President Donald Trump insisted once again on Thursday that initial weather forecasts put Alabama potentially within Hurricane Dorian’s destructive path, blasting media accounts of his dubious meteorological claim as “Fake News in order to demean!”
“In the early days of the hurricane, when it was predicted that Dorian would go through Miami or West Palm Beach, even before it reached the Bahamas, certain models strongly suggested that Alabama & Georgia would be hit as it made its way through Florida & to the Gulf,” Trump tweeted.

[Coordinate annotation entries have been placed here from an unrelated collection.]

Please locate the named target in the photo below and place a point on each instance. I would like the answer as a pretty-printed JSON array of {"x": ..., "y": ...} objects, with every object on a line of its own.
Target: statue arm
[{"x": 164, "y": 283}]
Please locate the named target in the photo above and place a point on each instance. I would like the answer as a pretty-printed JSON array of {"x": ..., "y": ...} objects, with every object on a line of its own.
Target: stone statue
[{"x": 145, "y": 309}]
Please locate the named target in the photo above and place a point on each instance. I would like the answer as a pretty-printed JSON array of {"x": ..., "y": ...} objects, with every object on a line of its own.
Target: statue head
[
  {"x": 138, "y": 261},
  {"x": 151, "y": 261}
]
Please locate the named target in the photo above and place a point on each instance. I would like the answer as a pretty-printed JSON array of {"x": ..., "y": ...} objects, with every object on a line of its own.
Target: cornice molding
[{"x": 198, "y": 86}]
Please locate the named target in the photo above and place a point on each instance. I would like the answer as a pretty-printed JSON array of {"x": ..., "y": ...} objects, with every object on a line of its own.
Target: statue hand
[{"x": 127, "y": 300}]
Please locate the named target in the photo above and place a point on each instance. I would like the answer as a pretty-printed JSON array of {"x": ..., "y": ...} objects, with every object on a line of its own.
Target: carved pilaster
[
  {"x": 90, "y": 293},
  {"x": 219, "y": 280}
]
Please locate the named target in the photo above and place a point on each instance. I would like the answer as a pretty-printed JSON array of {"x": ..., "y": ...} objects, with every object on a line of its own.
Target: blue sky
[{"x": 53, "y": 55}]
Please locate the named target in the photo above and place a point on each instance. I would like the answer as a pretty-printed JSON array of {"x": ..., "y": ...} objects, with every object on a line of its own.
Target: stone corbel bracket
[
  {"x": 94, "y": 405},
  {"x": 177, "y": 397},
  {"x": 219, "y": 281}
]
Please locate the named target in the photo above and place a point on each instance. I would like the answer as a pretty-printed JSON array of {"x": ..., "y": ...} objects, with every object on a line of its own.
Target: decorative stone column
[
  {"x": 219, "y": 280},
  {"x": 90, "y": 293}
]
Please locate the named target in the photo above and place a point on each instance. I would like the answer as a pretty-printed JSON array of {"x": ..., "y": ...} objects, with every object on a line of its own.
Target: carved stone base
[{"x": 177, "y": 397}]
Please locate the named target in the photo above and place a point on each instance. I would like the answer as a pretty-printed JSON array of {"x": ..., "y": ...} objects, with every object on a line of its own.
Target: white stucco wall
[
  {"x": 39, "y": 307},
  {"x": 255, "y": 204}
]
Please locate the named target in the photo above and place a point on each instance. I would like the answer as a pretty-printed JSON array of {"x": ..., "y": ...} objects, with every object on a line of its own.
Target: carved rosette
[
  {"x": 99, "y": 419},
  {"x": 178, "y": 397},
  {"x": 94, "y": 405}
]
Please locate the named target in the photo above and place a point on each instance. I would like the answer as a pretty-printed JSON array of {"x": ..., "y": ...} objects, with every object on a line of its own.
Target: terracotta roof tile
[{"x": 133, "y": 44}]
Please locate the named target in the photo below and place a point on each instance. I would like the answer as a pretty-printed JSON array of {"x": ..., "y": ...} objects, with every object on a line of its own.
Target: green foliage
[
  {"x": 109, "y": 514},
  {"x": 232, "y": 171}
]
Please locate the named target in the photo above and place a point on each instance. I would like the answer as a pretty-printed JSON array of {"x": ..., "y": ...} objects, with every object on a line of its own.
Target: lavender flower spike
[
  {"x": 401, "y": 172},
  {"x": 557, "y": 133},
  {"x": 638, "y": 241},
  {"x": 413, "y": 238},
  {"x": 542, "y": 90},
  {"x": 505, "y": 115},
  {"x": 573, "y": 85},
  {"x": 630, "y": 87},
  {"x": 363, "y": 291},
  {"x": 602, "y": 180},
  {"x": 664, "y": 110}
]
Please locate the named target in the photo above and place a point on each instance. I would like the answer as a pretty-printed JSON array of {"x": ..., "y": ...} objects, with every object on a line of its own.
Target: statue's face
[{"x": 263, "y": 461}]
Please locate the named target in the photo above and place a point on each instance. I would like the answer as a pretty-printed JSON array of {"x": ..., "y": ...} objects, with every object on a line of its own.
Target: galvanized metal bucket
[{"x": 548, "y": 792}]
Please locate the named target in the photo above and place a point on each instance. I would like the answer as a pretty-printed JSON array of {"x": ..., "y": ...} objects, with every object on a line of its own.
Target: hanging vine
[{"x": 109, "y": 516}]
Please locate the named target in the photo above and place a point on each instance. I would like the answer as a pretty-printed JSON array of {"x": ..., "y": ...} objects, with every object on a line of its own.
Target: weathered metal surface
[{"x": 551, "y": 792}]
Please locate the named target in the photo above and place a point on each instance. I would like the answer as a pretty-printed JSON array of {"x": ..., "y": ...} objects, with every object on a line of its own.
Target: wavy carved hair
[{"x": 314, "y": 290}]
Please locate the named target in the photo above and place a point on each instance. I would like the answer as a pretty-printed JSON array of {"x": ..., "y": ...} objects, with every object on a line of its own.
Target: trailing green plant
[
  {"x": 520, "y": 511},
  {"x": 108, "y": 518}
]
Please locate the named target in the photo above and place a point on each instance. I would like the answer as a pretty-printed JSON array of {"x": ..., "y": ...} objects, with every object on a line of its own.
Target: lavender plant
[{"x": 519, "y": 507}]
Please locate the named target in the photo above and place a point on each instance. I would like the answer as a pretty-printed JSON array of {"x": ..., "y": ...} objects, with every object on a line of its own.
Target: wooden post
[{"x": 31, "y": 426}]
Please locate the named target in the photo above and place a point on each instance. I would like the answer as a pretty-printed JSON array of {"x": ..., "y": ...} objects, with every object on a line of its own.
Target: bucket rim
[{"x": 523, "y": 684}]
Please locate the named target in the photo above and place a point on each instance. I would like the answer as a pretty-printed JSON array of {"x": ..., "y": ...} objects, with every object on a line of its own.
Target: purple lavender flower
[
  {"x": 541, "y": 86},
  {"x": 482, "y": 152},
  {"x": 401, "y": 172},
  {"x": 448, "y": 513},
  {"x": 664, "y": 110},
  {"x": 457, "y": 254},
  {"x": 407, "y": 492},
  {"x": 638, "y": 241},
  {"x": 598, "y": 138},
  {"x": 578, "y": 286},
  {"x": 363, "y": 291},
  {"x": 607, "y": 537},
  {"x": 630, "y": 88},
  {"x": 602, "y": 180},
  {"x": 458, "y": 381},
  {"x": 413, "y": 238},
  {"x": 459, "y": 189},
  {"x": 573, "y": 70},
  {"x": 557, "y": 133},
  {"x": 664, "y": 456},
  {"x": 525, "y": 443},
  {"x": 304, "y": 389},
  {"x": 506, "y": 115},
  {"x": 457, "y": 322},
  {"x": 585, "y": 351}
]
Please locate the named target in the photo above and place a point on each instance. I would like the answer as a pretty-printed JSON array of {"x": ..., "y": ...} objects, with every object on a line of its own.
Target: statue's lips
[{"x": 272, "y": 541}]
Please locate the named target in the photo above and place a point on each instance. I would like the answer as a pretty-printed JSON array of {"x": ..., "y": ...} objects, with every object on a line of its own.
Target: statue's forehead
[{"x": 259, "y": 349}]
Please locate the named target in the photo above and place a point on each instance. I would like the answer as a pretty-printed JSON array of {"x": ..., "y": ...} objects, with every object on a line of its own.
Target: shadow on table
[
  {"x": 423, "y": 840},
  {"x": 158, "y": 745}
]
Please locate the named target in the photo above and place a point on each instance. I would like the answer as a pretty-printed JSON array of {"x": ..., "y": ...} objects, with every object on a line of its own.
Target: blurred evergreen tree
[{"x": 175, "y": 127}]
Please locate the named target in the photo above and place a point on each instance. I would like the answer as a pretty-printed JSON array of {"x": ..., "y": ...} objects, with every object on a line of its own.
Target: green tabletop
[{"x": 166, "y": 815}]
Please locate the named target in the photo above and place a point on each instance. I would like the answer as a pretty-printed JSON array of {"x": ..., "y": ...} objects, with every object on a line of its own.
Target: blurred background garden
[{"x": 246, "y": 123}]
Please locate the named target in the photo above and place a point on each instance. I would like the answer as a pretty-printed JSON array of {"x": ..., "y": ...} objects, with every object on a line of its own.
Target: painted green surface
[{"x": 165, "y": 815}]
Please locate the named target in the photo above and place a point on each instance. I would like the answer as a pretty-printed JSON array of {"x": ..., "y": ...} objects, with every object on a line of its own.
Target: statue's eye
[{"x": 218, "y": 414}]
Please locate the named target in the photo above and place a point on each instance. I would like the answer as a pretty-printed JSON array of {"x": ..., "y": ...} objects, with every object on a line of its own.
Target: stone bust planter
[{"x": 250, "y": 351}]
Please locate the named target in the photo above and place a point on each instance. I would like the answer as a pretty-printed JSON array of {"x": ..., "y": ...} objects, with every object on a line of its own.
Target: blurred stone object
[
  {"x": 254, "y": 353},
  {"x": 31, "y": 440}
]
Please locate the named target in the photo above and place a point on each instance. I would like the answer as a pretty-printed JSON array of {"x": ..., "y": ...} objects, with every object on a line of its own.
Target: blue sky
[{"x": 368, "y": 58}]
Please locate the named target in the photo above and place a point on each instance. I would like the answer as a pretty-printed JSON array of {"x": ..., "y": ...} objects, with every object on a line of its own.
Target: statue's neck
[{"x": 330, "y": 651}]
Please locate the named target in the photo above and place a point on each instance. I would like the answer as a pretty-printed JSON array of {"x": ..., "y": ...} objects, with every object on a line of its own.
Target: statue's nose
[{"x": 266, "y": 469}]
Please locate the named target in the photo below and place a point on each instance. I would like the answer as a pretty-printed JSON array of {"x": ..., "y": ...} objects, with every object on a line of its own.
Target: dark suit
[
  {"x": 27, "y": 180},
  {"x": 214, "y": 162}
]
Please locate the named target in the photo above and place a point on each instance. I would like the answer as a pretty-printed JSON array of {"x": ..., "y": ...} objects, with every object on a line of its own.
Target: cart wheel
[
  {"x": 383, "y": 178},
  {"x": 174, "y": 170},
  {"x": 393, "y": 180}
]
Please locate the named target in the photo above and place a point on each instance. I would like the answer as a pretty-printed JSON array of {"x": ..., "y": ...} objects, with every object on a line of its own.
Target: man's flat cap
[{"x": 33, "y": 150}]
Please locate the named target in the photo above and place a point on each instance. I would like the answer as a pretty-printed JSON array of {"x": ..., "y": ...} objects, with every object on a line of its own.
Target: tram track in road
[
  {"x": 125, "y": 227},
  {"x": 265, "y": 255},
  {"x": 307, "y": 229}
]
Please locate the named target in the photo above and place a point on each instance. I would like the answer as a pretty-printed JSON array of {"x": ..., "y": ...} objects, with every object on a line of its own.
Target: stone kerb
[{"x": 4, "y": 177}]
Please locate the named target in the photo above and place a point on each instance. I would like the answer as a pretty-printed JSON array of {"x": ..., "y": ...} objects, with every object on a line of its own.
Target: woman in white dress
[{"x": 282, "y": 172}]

“Instead it turned North and went up the coast, where it continues now,” he continued in a second post. “In the one model through Florida, the Great State of Alabama would have been hit or grazed. In the path it took, no. Read my FULL FEMA statement. What I said was accurate! All Fake News in order to demean!”
Trump on Wednesday was the subject of mockery after an Oval Office storm briefing in which he showed off an apparently doctored National Hurricane Center projection of Dorian’s early trajectory that appeared to be hand-altered to include Alabama.
But when asked about what looked like a conspicuous Sharpie mark on the federal forecast at an event later in the afternoon, Trump repeatedly said “I don’t know,” and announced the White House would issue “a better map” with “many models” advising that “in all cases Alabama was hit, if not likely, in some cases pretty hard.”
Trump on Thursday morning also retweeted a map plotting Dorian’s potential paths that he first posted online Wednesday evening, which was dated Aug. 28 and appeared to originate from the South Florida Water Management District.
“This was the originally projected path of the Hurricane in its early stages,” Trump wrote in that message.
“As you can see, almost all models predicted it to go through Florida also hitting Georgia and Alabama. I accept the Fake News apologies!”Trump’s decision to defend his dubious meteorological warning about Alabama comes as Dorian has strengthed into a Category 3 storm bearing down on the coast of South Carolina.